Tuesday, October 28, 2008 | 6:43 p.m. CDT; updated 9:22 a.m. CDT, Wednesday, October 29, 2008

COLUMBIA — A classical pianist and a contemporary singer-songwriter sound like unlikely partners for a concert.

But at Wednesday night's Show-Me Change: A Concert for Obama, those performers, along with a cellist and a baritone, will be showcased at the Missouri Theatre. Cellist and Missouri native Clarice Jensen conceived the idea with her sister Christina, who is a publicist for classical musicians and organizer for the event. All of the artists share a goal: gaining more support for presidential candidate Barack Obama. 

If you go

WHAT: Show-Me Change: A Concert for Obama

WHEN: 7:30 p.m Wednesday

WHERE: Missouri Theatre Center for the Arts, 203 S. Ninth St.

ADMISSION: $12, general admission. All proceeds benefit the Obama-Biden campaign.



In the waning months of the campaign, Columbia has seen many celebrity supporters, most recently singer-songwriter Carole King. Singer-songwriter Tift Merritt said she thinks music and politics work hand-in-hand.

"Music has the capacity to be idealistic," Merritt said. "It inspires me to do better. It lifts me up and reminds me — with intense purity — of what might be possible."

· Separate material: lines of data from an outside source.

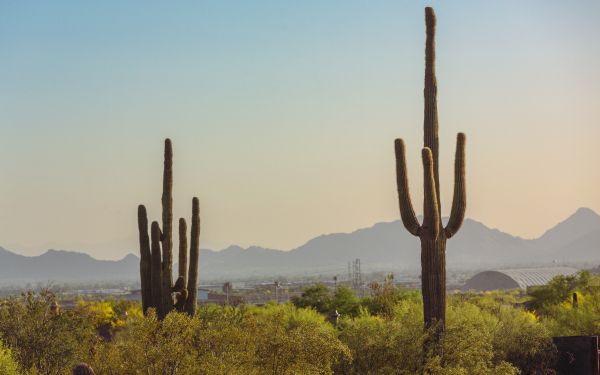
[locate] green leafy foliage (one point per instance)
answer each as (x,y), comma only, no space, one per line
(486,333)
(42,341)
(8,364)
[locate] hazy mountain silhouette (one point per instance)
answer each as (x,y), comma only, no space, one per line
(382,246)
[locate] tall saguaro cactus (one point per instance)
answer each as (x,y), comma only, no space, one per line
(156,253)
(432,233)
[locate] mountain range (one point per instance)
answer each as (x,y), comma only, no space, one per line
(384,246)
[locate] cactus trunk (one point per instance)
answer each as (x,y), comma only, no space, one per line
(145,259)
(190,306)
(156,259)
(431,232)
(167,227)
(182,249)
(156,275)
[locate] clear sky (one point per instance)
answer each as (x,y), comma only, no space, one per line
(283,115)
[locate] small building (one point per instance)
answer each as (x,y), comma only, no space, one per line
(520,278)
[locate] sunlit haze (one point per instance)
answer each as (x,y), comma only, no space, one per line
(283,116)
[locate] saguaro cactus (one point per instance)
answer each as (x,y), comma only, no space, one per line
(431,232)
(156,253)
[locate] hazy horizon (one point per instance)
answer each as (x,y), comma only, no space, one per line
(283,116)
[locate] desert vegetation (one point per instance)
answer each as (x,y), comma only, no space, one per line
(486,333)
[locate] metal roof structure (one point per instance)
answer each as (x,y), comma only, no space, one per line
(515,278)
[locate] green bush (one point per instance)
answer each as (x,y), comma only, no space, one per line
(8,364)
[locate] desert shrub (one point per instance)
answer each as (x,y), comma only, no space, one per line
(8,364)
(383,346)
(42,341)
(567,320)
(385,296)
(560,289)
(147,346)
(291,340)
(317,297)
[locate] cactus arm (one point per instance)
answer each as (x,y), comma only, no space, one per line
(407,212)
(182,249)
(156,275)
(459,201)
(167,221)
(190,306)
(145,259)
(430,118)
(431,215)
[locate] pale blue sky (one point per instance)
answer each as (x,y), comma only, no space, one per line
(283,115)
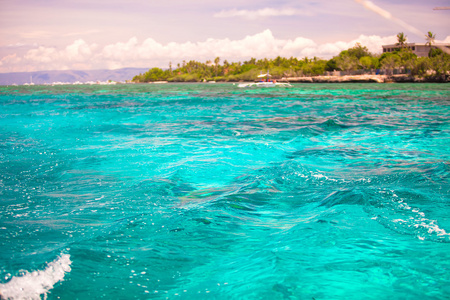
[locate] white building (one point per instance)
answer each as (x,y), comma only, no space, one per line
(421,50)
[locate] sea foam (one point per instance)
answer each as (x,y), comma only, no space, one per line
(31,285)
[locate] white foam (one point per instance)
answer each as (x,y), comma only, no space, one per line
(32,285)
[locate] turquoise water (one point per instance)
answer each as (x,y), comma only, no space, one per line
(207,191)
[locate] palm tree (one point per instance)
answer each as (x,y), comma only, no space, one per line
(430,38)
(401,38)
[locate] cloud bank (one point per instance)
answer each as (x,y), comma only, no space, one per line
(149,53)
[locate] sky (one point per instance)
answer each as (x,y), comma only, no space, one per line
(38,35)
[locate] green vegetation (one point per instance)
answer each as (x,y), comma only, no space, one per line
(356,60)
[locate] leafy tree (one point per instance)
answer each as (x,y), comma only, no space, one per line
(347,62)
(359,51)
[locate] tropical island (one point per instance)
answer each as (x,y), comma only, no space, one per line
(399,65)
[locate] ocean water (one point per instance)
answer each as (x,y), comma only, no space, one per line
(208,191)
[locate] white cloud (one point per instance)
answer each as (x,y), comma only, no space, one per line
(150,53)
(262,13)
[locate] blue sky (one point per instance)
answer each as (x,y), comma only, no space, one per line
(81,34)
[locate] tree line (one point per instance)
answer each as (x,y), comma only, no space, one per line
(357,58)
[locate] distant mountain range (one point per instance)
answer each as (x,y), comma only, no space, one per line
(70,76)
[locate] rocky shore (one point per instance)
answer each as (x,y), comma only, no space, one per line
(362,79)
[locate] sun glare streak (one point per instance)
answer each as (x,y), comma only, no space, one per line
(387,15)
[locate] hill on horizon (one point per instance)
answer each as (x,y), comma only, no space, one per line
(69,76)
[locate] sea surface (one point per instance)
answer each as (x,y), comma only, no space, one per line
(208,191)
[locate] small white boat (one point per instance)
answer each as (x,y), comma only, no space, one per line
(265,82)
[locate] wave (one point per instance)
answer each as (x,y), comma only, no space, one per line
(31,285)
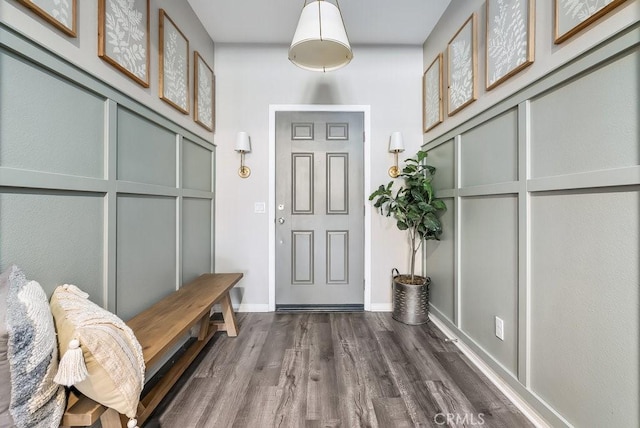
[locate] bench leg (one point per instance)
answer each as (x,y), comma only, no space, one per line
(204,327)
(111,419)
(229,316)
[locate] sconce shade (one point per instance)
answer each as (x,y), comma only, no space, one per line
(243,143)
(320,42)
(396,143)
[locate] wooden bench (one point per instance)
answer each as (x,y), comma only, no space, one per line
(158,329)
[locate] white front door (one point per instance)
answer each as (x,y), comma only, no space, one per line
(319,209)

Merritt, whose album "Tambourine" was nominated for a Grammy for Country Album of the Year in 2004, and classical pianist Simone Dinnerstein, whose last two CDs have topped the Billboard Classical Chart, will be joined by Jensen and baritone Casey Molino Dunn.

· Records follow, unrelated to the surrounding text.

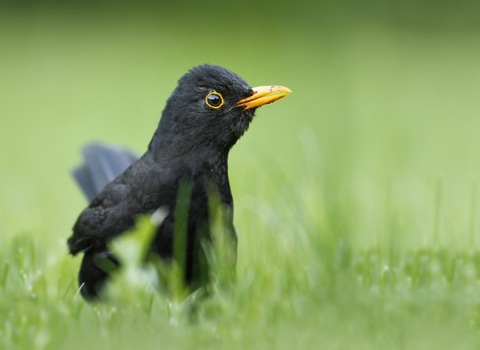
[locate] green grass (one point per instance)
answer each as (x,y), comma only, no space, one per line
(356,198)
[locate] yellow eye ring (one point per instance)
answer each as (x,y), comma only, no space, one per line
(214,100)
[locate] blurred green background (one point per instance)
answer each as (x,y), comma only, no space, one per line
(384,113)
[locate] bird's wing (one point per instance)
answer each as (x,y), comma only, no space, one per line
(107,216)
(103,163)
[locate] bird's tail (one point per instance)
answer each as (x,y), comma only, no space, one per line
(102,164)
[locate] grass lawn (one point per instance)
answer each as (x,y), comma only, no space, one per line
(356,198)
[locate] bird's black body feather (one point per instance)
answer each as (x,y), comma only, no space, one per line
(190,145)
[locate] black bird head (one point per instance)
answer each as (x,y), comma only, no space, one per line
(210,109)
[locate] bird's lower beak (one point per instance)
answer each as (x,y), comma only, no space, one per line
(263,95)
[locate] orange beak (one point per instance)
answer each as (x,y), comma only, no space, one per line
(263,95)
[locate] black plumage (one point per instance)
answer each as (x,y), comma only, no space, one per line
(207,113)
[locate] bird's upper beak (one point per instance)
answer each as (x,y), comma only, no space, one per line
(263,95)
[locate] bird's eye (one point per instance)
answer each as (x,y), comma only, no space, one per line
(214,100)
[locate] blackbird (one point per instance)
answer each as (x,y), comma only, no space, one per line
(206,114)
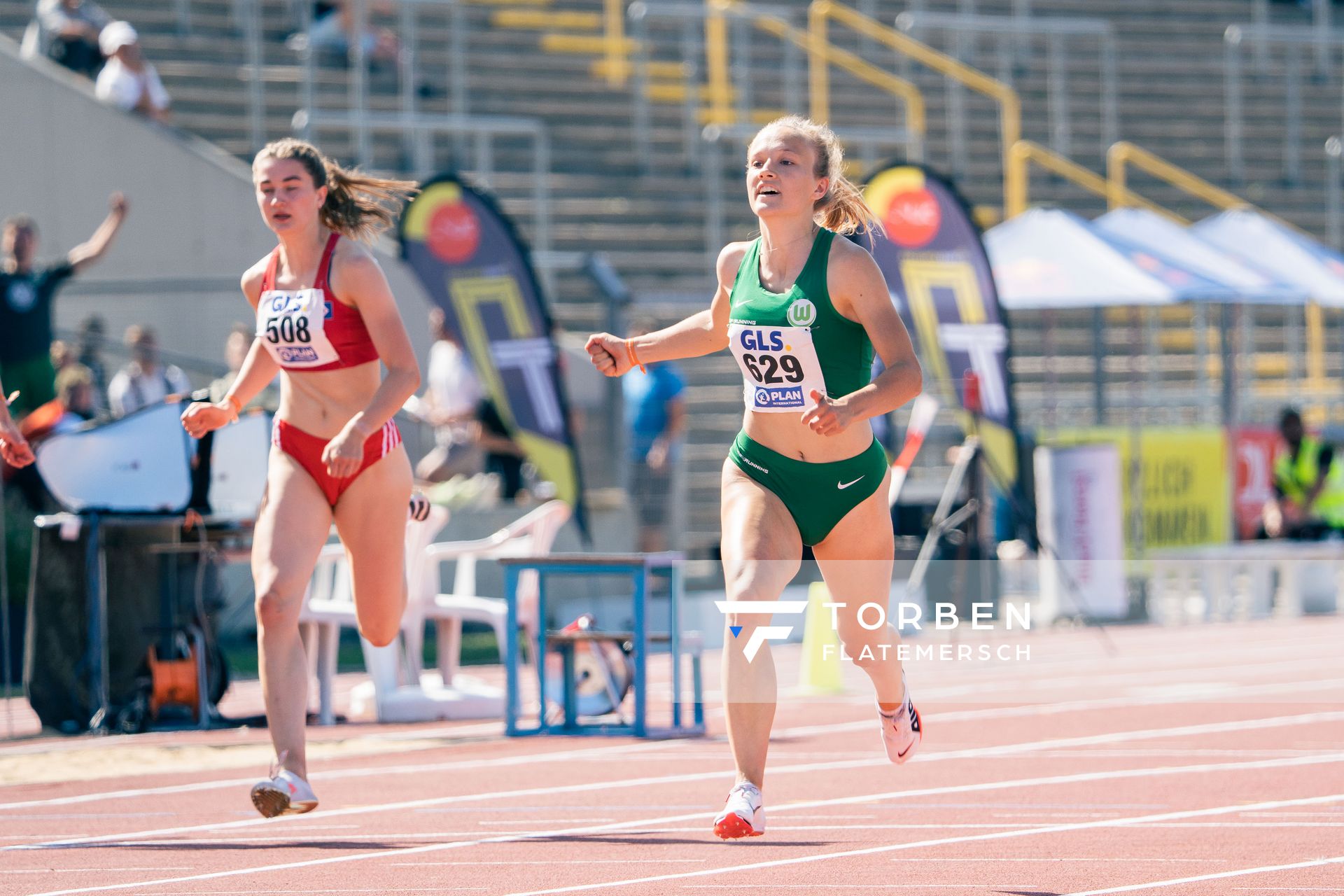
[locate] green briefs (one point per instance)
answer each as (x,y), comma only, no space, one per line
(818,496)
(35,381)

Molino Dunn will sing "American Anthem" by Gene Scheer; Dinnerstein will perform selections from Bach's Goldberg Variations; Jensen will play Bach's Suite No. 6 in D major; and Merritt will perform from her latest album, "Another Country." They also hope to share their political beliefs with the public.

"I do think of music as being as intimately human as politics is," Dinnerstein said. "All of the harmonic and historic analysis of music can't even begin to hint at its primal power."

According to Merritt, music is part of  a healthy democracy. 

"Music can be a social critic, an expression of allegiance, a voice for those who aren't heard and even a great kind of diplomacy," she said. "For hundreds and hundreds of years, a folk singer's job has been to take note of what is going on and sing about it to the public. Rock 'n' roll's job is to question authority."

The musicians are excited to work together in this unique collaboration.

"I think most musical styles work well together," Dinnerstein said, "and it's going to be a joy to work with someone as gifted and lovely as Tift."

Merritt shared her admiration for Dinnerstein, too.

"I am really in awe of Simone — her discipline, her passion, the depth of her musicality and talent," she said. "I think she cares about music and feels music in much the same way I do. "

Merritt said music reminds people to "strive for something better, to see something bigger, to dream something beautiful, to do the best we can do in the world and inside ourselves. I feel sure politics needs to be reminded of that every once in a while."